Beloved ones of Christ if those weren’t the prayers of the people...

I love that we played with poetry and games in the dark and prayed art over the news.  We didn’t flee from suffering and darkness in our world.  We didn’t leave God out of the mix.  J. the B.—our bug eating prophet cousin would have rolled with that.  Wesley the street preacher poet would have liked that too.    Truly it was Advent.  I think we even lit the death candle. 

This week’s  is a uncomfortable one—Judgment.  In Greek, the word for judgement literally means crisis—change.
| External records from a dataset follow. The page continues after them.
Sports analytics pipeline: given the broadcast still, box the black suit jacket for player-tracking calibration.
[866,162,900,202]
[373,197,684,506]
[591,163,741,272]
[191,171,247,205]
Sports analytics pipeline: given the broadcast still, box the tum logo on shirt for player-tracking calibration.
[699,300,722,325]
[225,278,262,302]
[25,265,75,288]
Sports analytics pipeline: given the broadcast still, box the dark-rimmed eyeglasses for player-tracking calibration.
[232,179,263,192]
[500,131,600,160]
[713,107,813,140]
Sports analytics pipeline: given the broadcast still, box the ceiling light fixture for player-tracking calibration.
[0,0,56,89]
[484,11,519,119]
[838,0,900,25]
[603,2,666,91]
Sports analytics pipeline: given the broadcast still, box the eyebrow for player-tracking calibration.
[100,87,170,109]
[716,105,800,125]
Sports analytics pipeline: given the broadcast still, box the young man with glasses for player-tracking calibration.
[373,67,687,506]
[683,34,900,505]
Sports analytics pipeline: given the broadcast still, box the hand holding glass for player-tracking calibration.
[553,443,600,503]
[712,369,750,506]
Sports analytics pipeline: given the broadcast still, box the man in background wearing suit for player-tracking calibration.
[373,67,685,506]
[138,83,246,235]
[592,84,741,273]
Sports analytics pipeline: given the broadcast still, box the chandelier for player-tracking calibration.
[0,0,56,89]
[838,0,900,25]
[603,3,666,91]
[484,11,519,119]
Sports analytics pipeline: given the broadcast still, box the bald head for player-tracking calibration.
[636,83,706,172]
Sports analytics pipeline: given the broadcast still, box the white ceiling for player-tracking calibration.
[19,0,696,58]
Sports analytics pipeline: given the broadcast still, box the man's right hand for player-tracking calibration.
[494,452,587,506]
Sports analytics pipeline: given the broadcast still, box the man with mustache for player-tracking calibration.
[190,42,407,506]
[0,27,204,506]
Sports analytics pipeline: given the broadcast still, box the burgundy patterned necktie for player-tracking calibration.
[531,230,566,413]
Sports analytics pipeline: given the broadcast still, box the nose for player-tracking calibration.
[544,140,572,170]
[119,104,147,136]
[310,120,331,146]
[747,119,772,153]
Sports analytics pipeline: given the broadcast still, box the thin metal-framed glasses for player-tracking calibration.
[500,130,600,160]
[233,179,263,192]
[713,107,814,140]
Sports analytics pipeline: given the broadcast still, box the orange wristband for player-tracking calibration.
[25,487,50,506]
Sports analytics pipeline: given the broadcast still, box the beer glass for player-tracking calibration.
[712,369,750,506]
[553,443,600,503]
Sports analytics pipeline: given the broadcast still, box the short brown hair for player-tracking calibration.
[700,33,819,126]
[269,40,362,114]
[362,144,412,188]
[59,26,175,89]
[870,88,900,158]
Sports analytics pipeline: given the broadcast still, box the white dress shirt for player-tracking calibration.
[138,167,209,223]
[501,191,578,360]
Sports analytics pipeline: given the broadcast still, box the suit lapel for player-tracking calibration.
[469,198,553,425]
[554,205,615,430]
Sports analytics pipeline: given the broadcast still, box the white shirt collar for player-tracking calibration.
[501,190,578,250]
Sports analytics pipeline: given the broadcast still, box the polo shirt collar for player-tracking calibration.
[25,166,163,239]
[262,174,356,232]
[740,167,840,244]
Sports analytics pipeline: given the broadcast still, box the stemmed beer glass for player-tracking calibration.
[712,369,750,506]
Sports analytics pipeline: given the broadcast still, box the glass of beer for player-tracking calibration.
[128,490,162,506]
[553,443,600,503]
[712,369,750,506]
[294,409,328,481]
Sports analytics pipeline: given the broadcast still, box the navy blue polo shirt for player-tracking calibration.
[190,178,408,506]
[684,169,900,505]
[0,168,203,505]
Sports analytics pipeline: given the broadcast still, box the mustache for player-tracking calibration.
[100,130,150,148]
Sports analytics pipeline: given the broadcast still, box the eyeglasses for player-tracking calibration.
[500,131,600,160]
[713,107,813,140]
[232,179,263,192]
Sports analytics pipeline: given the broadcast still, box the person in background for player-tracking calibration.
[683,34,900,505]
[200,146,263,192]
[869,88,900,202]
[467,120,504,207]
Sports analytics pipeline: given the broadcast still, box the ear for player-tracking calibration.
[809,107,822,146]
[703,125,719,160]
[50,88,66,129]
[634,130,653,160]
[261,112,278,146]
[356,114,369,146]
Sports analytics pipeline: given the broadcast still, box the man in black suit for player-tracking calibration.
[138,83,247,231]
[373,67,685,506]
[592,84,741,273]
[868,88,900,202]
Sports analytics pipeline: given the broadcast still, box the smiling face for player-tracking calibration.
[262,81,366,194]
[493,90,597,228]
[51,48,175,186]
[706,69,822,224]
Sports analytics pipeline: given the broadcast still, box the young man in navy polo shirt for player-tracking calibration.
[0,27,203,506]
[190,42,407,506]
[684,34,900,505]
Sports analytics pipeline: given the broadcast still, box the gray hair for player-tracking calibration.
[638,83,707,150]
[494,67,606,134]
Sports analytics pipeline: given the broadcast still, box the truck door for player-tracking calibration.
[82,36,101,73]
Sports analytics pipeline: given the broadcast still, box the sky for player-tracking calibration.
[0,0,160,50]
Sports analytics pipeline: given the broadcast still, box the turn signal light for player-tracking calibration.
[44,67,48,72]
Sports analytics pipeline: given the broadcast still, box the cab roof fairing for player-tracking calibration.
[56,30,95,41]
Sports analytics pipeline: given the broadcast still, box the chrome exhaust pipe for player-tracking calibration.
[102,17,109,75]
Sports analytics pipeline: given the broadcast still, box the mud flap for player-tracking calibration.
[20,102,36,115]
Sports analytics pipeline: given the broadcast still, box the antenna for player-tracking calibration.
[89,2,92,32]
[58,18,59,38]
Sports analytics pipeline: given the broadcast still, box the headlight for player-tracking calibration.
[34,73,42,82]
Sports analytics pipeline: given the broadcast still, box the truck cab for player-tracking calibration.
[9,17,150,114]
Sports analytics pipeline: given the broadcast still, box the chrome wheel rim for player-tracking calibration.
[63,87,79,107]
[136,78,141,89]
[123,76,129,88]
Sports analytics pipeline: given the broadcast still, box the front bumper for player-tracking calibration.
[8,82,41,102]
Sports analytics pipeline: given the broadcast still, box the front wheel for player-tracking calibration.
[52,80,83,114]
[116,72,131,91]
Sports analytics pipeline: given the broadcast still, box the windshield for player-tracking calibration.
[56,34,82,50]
J.the B. and the prophets constantly call us to change—repentance is about crisis which is challenging at best.   

However all of these last things are good news and mercy.  I want to take them from the toxic theology that so many preach about them. 

Death is forever changed by Jesus’s coming into the world:  his dying and rising. Jesus’s Death is healing. Judgement is always for us.   Heaven is not pie in the sky by and by.  Heaven is HERE and now the ways we bring about compassion. Hell:  we devastate it—daily in our world— bring justice and hope.  Simple.  Hard to do. But simple.  The last four things are first.  

We are called to take on the darkness and be light bearers.  That’s Advent. 

Those are candles we light and remember in Advent as we wait and yup, it’s weird and dark.  So, we play and laugh with darkness and light.  

We are weird. Gloriously weird!

Bug eating cousins.  Street preachers.  Kids playing with darkness.   But you know what?  It sure beats Macy’s Mariah Carey and Consumermas...

I want to light the death candle, play in the darkness and be a quirky girl like Mary. 

Waiting for Jesus to be born.

Joy of every longing heart...   Amen.